Error in std (line 51)
y = sqrt(var(varargin{:}));
Error in script_msl_v2 (line 13)
standar_deviation=std(data{:,4:end},2,'omitnan');
Thanks for helping

Answers (1)

dpb
dpb on 20 Oct 2021
Edited: dpb on 20 Oct 2021
The input arguments for std include a flag for the weighting for the divisor and/or the option to compute a weighted standard deviation. Consequetnly, they don't mimic those of mean identically. This makes for a very error-prone user interface, but it was designed in the earliest incarnations of MATLAB and remains that way now for compatibility reasons.
You're far from the first (and certainly won't be the last) to have fallen into the trap, however, ... :)
A section of the help shows the parts of specific interest here and what tripped you up -- the two-argument forms are interpreted as either the normalization flag if it is a single value or the weight vector if an array, but you passed three arguments -- and in a form that doesn't match up to the three-argument form.
>> help std
std Standard deviation.
...
std normalizes Y by N-1 if N>1, where N is the sample size. This is
the sqrt of an unbiased estimator of the variance of the population
from which X is drawn, as long as X consists of independent,
identically distributed samples. For N=1, Y is normalized by N.
Y = std(X,1) normalizes by N and produces the square root of the second
moment of the sample about its mean. std(X,0) is the same as std(X).
Y = std(X,W) computes the standard deviation using the weight vector W.

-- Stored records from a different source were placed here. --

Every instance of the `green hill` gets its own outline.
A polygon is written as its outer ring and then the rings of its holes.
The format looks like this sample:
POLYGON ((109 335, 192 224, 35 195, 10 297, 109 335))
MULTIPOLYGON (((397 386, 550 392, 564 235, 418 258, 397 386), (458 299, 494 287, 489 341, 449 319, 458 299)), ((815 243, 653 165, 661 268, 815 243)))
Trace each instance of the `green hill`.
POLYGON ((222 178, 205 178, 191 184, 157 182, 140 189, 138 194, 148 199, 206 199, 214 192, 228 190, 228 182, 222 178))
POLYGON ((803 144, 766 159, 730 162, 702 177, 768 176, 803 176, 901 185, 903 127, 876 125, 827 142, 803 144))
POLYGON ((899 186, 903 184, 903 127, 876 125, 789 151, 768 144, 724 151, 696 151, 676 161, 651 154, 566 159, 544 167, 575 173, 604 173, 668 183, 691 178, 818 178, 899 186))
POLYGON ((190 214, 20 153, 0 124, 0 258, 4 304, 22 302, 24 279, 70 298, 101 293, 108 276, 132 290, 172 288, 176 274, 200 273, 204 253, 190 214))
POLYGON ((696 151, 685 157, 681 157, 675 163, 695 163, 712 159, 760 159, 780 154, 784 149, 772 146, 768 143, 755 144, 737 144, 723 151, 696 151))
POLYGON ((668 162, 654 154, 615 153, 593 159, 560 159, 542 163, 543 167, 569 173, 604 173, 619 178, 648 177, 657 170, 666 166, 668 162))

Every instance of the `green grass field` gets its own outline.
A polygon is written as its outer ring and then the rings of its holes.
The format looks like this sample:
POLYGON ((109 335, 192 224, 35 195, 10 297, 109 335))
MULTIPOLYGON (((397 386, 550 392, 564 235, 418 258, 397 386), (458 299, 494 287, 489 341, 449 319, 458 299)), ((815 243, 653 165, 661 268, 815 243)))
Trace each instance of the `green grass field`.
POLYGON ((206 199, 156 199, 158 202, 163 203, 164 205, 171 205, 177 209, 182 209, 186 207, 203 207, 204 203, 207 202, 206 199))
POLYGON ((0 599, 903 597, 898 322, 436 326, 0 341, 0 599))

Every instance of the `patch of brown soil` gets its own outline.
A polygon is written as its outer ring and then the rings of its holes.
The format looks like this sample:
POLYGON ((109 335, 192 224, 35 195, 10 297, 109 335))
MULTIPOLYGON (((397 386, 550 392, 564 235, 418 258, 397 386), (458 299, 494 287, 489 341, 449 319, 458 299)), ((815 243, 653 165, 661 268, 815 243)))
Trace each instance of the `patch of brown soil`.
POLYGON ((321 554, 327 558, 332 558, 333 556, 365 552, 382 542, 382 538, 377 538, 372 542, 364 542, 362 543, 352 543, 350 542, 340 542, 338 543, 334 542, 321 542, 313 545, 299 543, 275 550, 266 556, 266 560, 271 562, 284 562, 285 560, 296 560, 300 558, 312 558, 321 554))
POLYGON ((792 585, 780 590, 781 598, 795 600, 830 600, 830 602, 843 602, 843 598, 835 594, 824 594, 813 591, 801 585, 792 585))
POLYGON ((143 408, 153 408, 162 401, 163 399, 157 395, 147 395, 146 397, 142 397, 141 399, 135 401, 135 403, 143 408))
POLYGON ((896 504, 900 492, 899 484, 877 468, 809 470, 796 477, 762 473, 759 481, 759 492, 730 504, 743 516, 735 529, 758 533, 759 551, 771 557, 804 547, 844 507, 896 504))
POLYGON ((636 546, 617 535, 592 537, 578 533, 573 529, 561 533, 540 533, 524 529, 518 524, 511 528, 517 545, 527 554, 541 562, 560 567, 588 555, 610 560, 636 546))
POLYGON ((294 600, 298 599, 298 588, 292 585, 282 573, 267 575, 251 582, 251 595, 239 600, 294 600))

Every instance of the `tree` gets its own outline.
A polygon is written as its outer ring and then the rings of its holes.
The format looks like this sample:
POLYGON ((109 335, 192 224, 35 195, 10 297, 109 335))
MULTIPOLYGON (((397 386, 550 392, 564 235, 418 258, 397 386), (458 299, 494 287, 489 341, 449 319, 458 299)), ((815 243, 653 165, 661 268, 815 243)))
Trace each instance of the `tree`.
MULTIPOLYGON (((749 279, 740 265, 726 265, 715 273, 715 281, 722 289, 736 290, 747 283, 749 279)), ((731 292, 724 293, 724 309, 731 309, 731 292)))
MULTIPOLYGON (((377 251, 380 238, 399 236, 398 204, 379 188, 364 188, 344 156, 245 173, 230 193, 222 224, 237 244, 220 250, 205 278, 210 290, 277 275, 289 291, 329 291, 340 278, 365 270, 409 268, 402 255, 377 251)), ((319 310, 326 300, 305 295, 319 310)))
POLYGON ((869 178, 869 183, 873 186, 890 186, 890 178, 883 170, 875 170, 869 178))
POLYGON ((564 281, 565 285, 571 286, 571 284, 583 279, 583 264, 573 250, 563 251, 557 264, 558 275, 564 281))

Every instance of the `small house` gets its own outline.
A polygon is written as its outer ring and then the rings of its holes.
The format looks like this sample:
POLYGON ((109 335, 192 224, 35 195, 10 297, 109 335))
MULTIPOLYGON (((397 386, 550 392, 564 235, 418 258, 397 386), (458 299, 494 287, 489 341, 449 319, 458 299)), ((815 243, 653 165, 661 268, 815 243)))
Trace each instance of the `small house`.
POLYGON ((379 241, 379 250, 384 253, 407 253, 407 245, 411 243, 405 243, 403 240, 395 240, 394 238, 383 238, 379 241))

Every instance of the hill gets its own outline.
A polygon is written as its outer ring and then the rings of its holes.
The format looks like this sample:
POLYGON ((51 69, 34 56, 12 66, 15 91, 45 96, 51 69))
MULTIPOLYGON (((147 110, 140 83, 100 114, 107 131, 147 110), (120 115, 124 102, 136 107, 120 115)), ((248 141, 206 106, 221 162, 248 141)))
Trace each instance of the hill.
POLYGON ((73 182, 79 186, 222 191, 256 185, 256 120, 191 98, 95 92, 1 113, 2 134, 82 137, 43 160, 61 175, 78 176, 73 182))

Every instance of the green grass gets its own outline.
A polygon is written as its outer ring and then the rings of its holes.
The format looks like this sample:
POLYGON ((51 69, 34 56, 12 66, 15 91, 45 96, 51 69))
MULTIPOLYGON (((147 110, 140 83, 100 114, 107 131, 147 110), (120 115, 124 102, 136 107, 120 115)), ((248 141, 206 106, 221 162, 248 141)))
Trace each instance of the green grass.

W typically contains either counts or inverse variances. ...
...
Y = std(X,W,DIM) takes the standard deviation along the dimension DIM
of X.
Hence, you need
standar_deviation=std(data{:,4:end},[],2,'omitnan');
to compute the unbiased estimator over the rows dimension. The [] passes the empty argument placeholder for the weighting vector.
  3 Comments
dpb
dpb on 23 Oct 2021
trend isn't a base MATLAB function; there is one in the OPC Toolbox
but that doesn't seem appropriate here.
I suspect you were intending to use detrend instead to remove linear trend from the data?
If so, that would be
ud=detrend(data{:,4:end}.','omitnan').';
where you must explicitly transpose the input data array (and I transposed the result back to keep same orientation) because detrend does NOT support the dimension of the input array over which to operate as an optional input. In this way, it doesn't follow the canonical form, either.

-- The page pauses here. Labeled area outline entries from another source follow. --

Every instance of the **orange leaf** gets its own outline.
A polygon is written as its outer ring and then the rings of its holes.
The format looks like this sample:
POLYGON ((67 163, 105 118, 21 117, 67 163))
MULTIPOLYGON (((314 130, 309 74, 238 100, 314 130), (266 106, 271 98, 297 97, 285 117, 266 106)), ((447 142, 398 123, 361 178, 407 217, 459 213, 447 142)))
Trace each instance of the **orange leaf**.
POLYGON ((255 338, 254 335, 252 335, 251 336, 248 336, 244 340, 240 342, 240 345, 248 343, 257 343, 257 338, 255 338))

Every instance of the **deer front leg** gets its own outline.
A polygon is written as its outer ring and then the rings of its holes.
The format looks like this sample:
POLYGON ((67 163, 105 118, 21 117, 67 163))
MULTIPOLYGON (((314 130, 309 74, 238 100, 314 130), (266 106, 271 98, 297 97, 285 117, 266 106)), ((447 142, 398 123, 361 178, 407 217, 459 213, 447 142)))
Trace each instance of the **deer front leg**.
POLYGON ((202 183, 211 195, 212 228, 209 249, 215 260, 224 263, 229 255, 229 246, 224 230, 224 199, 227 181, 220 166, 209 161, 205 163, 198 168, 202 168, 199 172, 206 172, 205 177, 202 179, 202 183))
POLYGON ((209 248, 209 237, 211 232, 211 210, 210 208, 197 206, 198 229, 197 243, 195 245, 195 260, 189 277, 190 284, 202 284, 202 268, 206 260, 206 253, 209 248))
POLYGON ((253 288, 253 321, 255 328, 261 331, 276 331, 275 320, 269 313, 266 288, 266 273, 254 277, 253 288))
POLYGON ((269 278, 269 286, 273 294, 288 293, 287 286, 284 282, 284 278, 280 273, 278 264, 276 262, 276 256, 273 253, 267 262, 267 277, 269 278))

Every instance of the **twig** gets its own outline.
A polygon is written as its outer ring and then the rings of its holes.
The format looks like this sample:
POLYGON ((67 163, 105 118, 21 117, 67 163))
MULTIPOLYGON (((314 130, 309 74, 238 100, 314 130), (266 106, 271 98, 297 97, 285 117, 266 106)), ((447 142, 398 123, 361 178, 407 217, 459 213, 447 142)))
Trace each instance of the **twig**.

MORAL: You must always consult the actual documentation for each function; particularly many of these long-standing ones that were developed very early in the history of MATLAB because they were written before the use of named parameters was well developed and the very first incarnations followed typical FORTRAN coding practices and these very early routines have not been modified since other than to graft on a few more recent niceties like the 'omitnan' flag on detrend that is quite recent in terms of the overall age of the function's initial incarnation.
If, OTOH, you were intending to compute the linear trend of each row in the data, then look at polyfit, but it and none of the other fitting toolsets if you have Curve Fitting or Statistics TB are set up for doing multiple fits on arrays; you have to iterate over the array by row or column.